Enable and use the local ONNX embedding model with the following pattern:

```python
from mcp_memory_service.embeddings.onnx_embeddings import get_onnx_embedding_model

# Ensure ONNX is enabled via environment or configuration

# export MCP_MEMORY_USE_ONNX=true

# Initialize the model (downloads on first run, caches thereafter)

model = get_onnx_embedding_model()
if model is None:
    raise RuntimeError("ONNX embedding model unavailable – verify onnxruntime and tokenizers are installed.")

# Encode text locally – no network calls made

texts = [
    "How does ONNX keep my data private?",
    "MCP Memory Service runs entirely offline."
]
embeddings = model.encode(texts)  # Returns shape (2, 384) for MiniLM-L6-v2

print(f"Embeddings shape: {embeddings.shape}")
print(f"First 5 dimensions: {embeddings[0][:5]}")

```

This example demonstrates the complete local workflow: initialization checks the cache at `~/.cache/mcp_memory/onnx_models/`, downloads only if necessary, and processes all embeddings through `ONNXEmbeddingModel.encode()` without external API calls.

## Summary

- **Local Execution**: The ONNX embedding pipeline uses ONNX Runtime and the `tokenizers` library to run *all-MiniLM-L6-v2* entirely on-device, with no PyTorch dependencies.

- **Secure Caching**: The model downloads once to `~/.cache/mcp_memory/onnx_models/`, verified via SHA-256 checksum and extracted with tar-slip protection via `_safe_tar_extract()`.

- **Zero-Network Inference**: After caching, `ONNXEmbeddingModel.encode()` tokenizes, pads, and runs inference locally using `ort.InferenceSession`, ensuring raw text never leaves the host machine.

- **Flexible Hardware**: The implementation automatically selects available execution providers (CUDA, DirectML, CoreML, CPU) while maintaining privacy across all configurations.

## Frequently Asked Questions

### Does the MCP Memory Service send my text to OpenAI or any external API when using ONNX embeddings?

No.
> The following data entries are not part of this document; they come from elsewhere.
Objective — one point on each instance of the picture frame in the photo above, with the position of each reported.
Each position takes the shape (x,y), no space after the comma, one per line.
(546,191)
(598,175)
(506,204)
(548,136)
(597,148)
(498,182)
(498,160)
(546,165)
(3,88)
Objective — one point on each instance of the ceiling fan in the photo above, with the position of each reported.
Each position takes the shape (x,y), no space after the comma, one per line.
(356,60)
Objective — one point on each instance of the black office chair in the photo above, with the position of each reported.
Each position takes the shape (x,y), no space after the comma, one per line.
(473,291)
When using the ONNX embedding pipeline, all text processing happens locally on your machine. The `ONNXEmbeddingModel.encode()` method in [`src/mcp_memory_service/embeddings/onnx_embeddings.py`](https://github.com/doobidoo/mcp-memory-service/blob/main/src/mcp_memory_service/embeddings/onnx_embeddings.py) runs tokenization and inference via ONNX Runtime without making any HTTP calls. Your raw text never leaves the host.
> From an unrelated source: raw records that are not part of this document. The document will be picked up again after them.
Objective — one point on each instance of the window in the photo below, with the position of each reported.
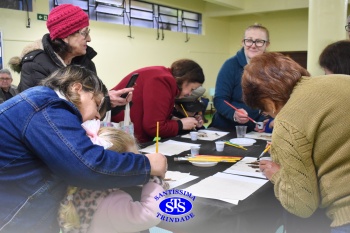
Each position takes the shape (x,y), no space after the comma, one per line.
(139,13)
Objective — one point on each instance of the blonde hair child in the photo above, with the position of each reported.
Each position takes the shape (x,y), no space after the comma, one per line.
(86,210)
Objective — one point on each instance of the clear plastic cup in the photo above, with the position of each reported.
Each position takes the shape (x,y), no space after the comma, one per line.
(194,135)
(241,130)
(194,150)
(220,145)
### What happens if the ONNX model isn't downloaded yet? Will my data be sent somewhere else?

If the model is not present in `~/.cache/mcp_memory/onnx_models/`, the service downloads the model archive from a public S3 bucket once during initialization. This download fetches only the model weights, not your data. The `_download_model_if_needed()` function verifies the download using a SHA-256 hash before extraction. Once cached, no further network activity occurs during encoding.
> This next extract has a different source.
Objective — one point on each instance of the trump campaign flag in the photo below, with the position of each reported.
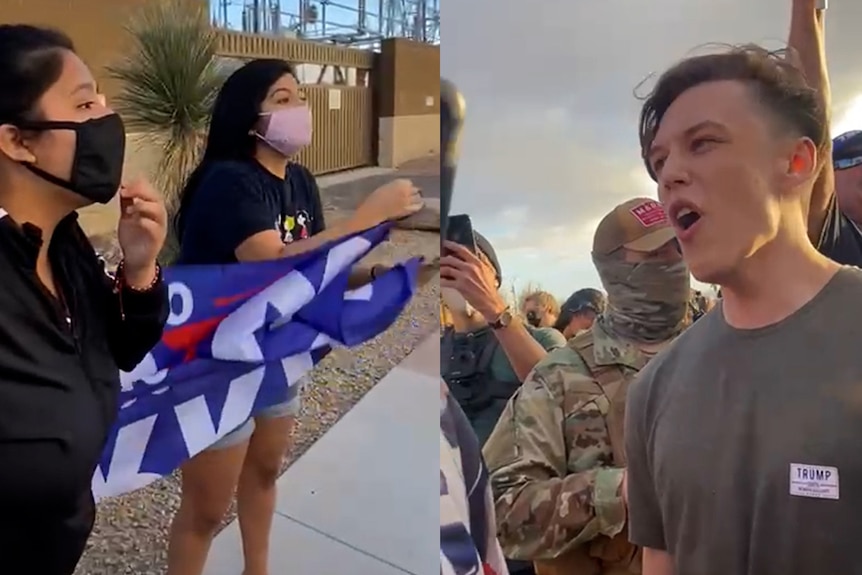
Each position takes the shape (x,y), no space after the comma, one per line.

### Can I use GPU acceleration with the local ONNX embeddings while keeping data private?

Yes. The `get_onnx_embedding_model()` function automatically configures ONNX Runtime to use available GPU providers such as CUDA, DirectML, or CoreML before falling back to CPU. Because ONNX Runtime runs locally on your machine, using GPU acceleration does not compromise privacy—your data remains in local memory and never traverses the network regardless of which execution provider is active.

### How do I verify that my MCP Memory Service instance is actually using the local ONNX model and not a cloud-based alternative?

Check that the `MCP_MEMORY_USE_ONNX` environment variable is set to `true` and that the `get_onnx_embedding_model()` function returns a valid `ONNXEmbeddingModel` instance rather than `None`. You can also verify the presence of cached files in `~/.cache/mcp_memory/onnx_models/all-MiniLM-L6-v2/onnx/`. When active, the service logs will indicate local ONNX Runtime initialization rather than external API client initialization.